Na clínica, não há nada de que as mulheres mais se queixem, do que o silêncio masculino, de que os homens não falam, nada dizem e eles não entendem o que há para ser dito. Não é que eles não amem, e sim que, para eles, o amor pode ser algo que é escusado dizer, nos assinala Lacan. Mas para a mulher "o amor não é uma evidência". Para elas o ato sexual tem que ser envolto em amor, e até num único amor, e quando elas o pedem, o que estão pedindo, de fato, é que a assegurem como sujeito de sua sustentação fálica. Para a mulher o homem pode ser o amor ou a devastação. A devastação, de acordo com Colette Soler como aflição. "Os dois termos conotam, ao mesmo tempo, as agonias da dor e a destruição que aniquila.", nos diz a autora. Interessante notar que Lacan utilizara a palavra 'devastação' para falar da relação da filha com a mãe, o que seria uma continuidade da tese freudiana segundo a qual a filha, numa reivindicação fálica, transfere para o homem, o mesmo tipo de relação que teve com a mãe, incluindo aí todo tipo de censura a ela dirigida. Seria, então, o homem herdeiro da relação com a mãe? A filha continua reivindicando o falo com o homem? Devastação pode incluir reivindicação, mas não é apenas isso, uma vez que não inclui o mesmo registro. Devastação é da ordem do Real e reivindicação é da ordem do simbólico, tem a ver com o registro fálico. O que seria, então, devastação? Para Lacan, a devastação na mulher leva a cabo essa insistência de amor, aí “não há limites às concessões que cada uma faz para um homem: de seu corpo, de sua alma, de seus bens”. Jacques Allan Miller nos fala que "para amar é necessário falar; para gozar é preciso amar”, ou seja, "para uma mulher – não se pode gozar sem palavras.” Isso coloca muitas vezes, do lado feminino, uma demanda de amor infinita, o que pode retornar em forma de devastação. O encontro com um homem pode fazer limite a esse gozo e funcionar como parceiro sintoma ou, caso contrário, se não circunscrever esse ilimitado, poderá ser uma devastação. Aposta-se que ao final de um percurso de análise, o sujeito sai do imaginário das paixões e aprende verdadeiramente a amar, considerando sobretudo, as diferenças.
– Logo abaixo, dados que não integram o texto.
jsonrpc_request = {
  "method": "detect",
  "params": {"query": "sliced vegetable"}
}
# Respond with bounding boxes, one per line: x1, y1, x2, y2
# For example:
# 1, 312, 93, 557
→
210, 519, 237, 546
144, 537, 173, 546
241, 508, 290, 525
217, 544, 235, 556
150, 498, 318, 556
Referências Bibliográficas FREUD, Sigmund. O Mal estar na Civilização. Obras Psicológicas Completas. Rio de Janeiro: Imago, V.XXI, 1968. _______________. Sobre o Narcisismo: uma introdução. obras Psicológicas Completas. Rio de Janeiro: Imago, V. XIV, 1968.

LACAN, Jacques. Seminário, livro 20: mais ainda. Rio de Janeiro: Zahar, 1972 NASIO, J.D. A Fantasia. Rio de Janeiro: Zahar, 2007 SOLER, Colette. O que Lacan dizia das mulheres. Rio de Janeiro: Zahar, 2005.